I am a Product Owner for six months now, comming from the industry(electronic equipment) where my new company (200 employees) is creating software for. To make the switch to this new job I've studied programming and software engeenering for several years. The company creates complex new software. My team members are very divers in age and experience.
We create functional designs as a team and I let them review my use cases. Till that point it goes great, they give me great feedback.

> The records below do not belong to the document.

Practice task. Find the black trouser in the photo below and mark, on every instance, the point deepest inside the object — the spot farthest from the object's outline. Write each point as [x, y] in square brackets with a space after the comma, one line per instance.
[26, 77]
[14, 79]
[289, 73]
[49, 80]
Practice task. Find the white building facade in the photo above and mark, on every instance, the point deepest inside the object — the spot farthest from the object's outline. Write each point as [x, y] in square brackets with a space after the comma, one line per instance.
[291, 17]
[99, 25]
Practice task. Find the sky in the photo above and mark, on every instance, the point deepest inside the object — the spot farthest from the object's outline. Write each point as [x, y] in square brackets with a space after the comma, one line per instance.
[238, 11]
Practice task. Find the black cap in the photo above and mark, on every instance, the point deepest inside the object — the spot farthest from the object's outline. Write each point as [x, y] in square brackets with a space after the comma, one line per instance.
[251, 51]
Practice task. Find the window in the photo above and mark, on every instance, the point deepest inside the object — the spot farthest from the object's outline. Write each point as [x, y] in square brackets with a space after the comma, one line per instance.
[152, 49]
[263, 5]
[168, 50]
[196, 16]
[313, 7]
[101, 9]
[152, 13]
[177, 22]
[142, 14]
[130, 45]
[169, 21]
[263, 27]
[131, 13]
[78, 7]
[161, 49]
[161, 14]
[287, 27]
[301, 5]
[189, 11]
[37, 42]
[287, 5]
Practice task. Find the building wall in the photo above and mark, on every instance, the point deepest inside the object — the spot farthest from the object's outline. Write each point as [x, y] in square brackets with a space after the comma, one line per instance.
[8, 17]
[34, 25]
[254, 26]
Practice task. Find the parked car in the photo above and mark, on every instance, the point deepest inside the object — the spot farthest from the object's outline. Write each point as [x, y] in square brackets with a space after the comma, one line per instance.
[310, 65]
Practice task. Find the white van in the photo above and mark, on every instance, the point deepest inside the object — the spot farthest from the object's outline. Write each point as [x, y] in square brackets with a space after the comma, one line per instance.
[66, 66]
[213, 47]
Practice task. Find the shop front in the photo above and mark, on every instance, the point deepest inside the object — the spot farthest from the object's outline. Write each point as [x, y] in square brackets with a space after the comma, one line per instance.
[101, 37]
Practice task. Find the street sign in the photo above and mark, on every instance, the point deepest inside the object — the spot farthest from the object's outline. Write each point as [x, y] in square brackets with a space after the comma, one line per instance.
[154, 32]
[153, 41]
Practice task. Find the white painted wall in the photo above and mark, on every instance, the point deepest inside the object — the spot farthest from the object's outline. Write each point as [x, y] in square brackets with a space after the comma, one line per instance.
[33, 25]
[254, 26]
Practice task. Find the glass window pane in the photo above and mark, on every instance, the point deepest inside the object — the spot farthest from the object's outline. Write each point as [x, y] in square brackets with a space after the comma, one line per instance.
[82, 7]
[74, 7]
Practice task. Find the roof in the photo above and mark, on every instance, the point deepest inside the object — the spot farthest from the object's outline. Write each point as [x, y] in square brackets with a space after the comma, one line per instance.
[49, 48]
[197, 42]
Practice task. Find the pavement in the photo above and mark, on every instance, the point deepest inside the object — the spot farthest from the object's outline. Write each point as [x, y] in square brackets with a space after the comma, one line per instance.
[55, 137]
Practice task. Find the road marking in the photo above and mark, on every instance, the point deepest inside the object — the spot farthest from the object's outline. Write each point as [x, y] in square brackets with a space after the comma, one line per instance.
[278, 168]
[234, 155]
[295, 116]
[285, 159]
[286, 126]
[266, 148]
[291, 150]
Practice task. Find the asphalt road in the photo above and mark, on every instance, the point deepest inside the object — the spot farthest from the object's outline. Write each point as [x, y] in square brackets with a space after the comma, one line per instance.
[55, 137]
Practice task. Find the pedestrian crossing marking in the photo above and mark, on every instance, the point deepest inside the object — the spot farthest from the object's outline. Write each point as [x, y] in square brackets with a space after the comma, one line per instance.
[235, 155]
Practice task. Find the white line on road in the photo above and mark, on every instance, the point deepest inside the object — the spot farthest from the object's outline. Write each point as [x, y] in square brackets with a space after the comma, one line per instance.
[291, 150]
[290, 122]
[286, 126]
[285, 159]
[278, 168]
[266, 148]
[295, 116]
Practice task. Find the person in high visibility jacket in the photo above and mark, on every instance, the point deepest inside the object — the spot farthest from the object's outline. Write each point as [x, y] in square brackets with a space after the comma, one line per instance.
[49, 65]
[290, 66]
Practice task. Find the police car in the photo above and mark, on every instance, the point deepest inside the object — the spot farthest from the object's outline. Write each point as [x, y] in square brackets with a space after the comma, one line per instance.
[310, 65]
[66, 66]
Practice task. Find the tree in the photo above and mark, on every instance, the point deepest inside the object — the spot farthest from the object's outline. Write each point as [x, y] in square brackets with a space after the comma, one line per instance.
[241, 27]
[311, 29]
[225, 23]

But the design process stops there. They take use case 1, program it functional and then refactor it. Then they take use case 2, come to the notion they have to change 1. So they change one, introduce a bug, finish use case 2, fix the bug. Then they take use case 3, come to the notion they have to change use case 2, which leads to changes in use case 1, and so on. In this 6 months they created one sequence diagram because I asked them to. So no technical design, no class diagrams, no sequence, communication or state diagrams. After about a week in the sprint they start to ask me questions that tell me that they are zoomed in so far that they have lost sight of the bigger picture and have forgotten things.
Before I go and discuss this with my teamleader. Can this be a 'normal' programming style in your opinion? When I program something for my self, I devour a "ton of paper" before writing one line of code, but I consider myself an amateur. Is it just a matter of personal taste, or does every self respecting programmer first has to form an overview of what he will be coding and create some form of technical design for new functionality, no matter the circumstances.
Thanks for your time. I don't mean this in a bad way, I just wan't to make things better if I presume they can be.